Si chiamavano Silvano Franzolin, Salvatore Raiti e Luigi Di Barca, ed erano tutti carabinieri in servizio presso la stazione di Enna.

Silvano era il più adulto del gruppo: aveva quarantuno anni e veniva dal Veneto. Salvatore, invece, era il più giovane: aveva appena diciannove anni e da poco aveva coronato il sogno di indossare la divisa.

Luigi, che di anni ne aveva venticinque, era quello che meglio conosceva il territorio, perché era nato e cresciuto a Valguarnera Caropepe, un centro di qualche migliaia di anime a circa ventiquattro chilometri da Enna.

Il 16 giugno 1982, stavano trasportando il boss catanese Alfio Ferlito da Enna al carcere di Trapani, a bordo di una Mercedes guidata da Giuseppe Di Lavore, autista della ditta privata che aveva in appalto il trasporto dei detenuti.

All'altezza dello svincolo per l'autostrada Palermo-Mazara del Vallo, l'auto venne affiancata da altri due veicoli con a bordo dei killer armati di fucili che fecero fuoco all'impazzata, uccidendo il boss, vero obiettivo dell'agguato, i tre carabinieri e l'autista.

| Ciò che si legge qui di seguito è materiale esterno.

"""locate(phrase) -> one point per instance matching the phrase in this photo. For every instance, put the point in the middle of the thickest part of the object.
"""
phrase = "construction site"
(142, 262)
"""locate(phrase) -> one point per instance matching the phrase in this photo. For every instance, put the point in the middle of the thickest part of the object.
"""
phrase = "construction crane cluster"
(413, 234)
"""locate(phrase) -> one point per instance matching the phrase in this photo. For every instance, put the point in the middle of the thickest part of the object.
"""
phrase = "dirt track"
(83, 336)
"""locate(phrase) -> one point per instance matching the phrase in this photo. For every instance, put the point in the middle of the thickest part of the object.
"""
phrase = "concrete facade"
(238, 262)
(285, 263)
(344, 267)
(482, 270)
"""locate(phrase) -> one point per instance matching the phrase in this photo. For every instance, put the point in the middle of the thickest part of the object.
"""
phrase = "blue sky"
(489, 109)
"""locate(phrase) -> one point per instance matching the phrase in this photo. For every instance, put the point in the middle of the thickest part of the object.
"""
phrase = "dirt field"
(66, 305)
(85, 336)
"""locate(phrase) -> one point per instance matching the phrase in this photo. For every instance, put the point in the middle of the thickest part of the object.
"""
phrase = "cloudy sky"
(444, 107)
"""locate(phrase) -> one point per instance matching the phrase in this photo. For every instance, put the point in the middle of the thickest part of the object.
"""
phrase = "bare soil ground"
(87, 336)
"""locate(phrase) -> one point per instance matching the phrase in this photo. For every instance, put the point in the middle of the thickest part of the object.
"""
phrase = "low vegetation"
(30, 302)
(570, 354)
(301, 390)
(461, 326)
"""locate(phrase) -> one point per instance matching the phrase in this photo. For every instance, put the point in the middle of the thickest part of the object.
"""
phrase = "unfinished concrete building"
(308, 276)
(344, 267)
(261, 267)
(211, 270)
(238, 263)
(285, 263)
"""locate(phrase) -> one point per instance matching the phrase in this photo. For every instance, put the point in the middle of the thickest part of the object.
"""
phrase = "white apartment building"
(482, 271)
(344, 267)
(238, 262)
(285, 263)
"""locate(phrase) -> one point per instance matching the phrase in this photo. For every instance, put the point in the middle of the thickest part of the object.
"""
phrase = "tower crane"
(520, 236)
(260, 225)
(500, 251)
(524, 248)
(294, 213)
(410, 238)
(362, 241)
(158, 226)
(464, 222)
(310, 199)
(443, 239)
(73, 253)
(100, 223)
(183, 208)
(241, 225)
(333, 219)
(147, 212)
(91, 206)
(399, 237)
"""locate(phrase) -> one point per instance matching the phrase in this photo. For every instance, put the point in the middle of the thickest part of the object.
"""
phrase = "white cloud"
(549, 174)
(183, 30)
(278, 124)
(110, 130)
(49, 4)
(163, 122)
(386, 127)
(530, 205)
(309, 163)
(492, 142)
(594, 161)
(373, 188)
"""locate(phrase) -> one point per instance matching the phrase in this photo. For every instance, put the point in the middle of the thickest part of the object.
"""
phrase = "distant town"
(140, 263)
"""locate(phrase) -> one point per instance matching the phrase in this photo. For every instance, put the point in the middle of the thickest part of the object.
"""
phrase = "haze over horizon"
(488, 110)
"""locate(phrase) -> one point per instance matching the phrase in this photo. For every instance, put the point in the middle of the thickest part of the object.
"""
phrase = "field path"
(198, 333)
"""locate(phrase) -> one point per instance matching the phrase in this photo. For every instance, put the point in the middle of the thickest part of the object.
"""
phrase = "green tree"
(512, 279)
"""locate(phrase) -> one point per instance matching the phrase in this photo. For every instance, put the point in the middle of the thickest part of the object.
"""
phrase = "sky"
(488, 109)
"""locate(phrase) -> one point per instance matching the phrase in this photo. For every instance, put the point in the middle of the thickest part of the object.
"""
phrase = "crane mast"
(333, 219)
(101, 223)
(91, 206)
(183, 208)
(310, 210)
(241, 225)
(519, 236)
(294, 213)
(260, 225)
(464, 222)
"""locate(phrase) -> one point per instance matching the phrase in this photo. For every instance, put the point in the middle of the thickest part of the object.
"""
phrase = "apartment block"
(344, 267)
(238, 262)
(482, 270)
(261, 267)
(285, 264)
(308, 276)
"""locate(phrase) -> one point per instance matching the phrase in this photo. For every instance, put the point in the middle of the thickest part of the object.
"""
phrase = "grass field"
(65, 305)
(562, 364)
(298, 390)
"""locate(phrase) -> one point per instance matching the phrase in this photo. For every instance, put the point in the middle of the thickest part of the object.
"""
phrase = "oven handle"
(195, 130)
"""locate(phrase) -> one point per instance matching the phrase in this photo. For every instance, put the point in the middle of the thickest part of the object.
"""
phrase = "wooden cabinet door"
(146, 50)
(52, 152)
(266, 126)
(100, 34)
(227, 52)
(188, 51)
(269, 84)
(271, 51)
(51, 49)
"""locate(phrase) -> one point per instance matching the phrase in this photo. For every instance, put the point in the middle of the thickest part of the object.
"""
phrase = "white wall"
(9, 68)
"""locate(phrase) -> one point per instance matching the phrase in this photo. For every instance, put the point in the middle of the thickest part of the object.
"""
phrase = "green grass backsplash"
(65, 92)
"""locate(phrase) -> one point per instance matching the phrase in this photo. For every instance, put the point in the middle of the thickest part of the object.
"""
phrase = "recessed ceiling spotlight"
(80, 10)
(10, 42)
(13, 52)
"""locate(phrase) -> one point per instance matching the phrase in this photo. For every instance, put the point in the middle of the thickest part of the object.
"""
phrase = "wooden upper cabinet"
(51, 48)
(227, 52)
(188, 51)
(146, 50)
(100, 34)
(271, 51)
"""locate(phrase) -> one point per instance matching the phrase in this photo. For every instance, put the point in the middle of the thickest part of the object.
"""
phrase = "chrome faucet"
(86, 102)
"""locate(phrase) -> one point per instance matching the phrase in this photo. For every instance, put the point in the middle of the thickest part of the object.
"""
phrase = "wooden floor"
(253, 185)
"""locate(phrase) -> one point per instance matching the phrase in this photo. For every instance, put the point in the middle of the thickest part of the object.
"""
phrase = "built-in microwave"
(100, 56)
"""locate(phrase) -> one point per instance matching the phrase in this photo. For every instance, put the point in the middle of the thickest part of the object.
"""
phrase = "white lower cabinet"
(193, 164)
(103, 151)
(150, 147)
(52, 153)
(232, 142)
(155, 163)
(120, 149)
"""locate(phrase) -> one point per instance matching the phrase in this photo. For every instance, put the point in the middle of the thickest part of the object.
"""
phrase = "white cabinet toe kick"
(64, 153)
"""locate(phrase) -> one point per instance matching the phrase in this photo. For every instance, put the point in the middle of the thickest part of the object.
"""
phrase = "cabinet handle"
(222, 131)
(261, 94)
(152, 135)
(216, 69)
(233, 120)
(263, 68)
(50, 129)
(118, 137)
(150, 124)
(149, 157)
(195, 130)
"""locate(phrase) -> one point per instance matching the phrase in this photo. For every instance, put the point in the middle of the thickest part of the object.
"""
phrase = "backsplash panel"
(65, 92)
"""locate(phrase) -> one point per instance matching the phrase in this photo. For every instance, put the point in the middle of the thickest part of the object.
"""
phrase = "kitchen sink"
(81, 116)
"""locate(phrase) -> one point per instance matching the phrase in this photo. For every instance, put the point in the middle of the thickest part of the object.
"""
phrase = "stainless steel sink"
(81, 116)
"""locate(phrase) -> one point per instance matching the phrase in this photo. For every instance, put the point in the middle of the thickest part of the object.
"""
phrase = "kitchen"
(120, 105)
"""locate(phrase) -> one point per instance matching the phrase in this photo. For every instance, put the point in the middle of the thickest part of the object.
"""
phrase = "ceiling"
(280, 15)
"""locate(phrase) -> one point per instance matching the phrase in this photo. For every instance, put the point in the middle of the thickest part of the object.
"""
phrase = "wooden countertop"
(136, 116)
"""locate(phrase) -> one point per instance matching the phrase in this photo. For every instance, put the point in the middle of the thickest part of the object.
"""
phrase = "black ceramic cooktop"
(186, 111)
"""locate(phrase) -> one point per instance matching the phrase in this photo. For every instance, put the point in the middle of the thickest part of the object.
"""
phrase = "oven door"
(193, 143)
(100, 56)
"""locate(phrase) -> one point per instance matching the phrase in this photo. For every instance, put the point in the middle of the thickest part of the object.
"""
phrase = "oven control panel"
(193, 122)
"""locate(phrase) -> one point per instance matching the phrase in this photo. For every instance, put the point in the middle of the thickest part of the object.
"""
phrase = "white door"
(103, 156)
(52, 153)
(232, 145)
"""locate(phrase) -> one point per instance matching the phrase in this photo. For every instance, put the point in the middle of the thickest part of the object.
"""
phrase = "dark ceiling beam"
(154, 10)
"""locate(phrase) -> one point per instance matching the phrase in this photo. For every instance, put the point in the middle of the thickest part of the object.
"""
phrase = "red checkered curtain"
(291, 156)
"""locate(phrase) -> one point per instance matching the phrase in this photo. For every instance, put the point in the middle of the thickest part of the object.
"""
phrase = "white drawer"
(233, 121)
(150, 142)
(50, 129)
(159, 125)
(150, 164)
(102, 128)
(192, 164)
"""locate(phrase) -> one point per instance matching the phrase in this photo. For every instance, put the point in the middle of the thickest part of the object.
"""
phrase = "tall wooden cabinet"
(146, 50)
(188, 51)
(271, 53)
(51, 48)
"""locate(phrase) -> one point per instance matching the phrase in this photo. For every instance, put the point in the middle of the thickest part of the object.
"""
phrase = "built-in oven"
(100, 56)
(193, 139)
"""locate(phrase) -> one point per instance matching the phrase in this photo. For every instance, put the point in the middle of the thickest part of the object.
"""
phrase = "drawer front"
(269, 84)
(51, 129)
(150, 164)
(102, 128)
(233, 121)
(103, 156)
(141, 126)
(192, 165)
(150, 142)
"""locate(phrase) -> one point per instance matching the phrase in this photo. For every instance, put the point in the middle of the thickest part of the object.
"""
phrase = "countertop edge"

Erano da poco passate le dieci e la circonvallazione di Palermo si era trasformata in un teatro di guerra.

Sul luogo, pochi minuti dopo, arrivò il prefetto Carlo Alberto dalla Chiesa, insediatosi circa un mese prima.

Sembra di vederli, i suoi occhi, che a stento riuscivano a trattenere le lacrime di fronte a quei tre servitori dello Stato barbaramente assassinati come dei boss, e di fronte a Giuseppe, quel giovane autista di appena ventisette anni che quel giorno sostituiva il padre.

A ordinare l'omicidio di Alfio Ferlito fu il boss catanese Nitto Santapaola, che organizzò l'attentato insieme ai Corleonesi per sbarazzarsi una volta per tutte di un nemico storico.

Teniamo viva la memoria di Silvano, Salvatore, Luigi e Giuseppe.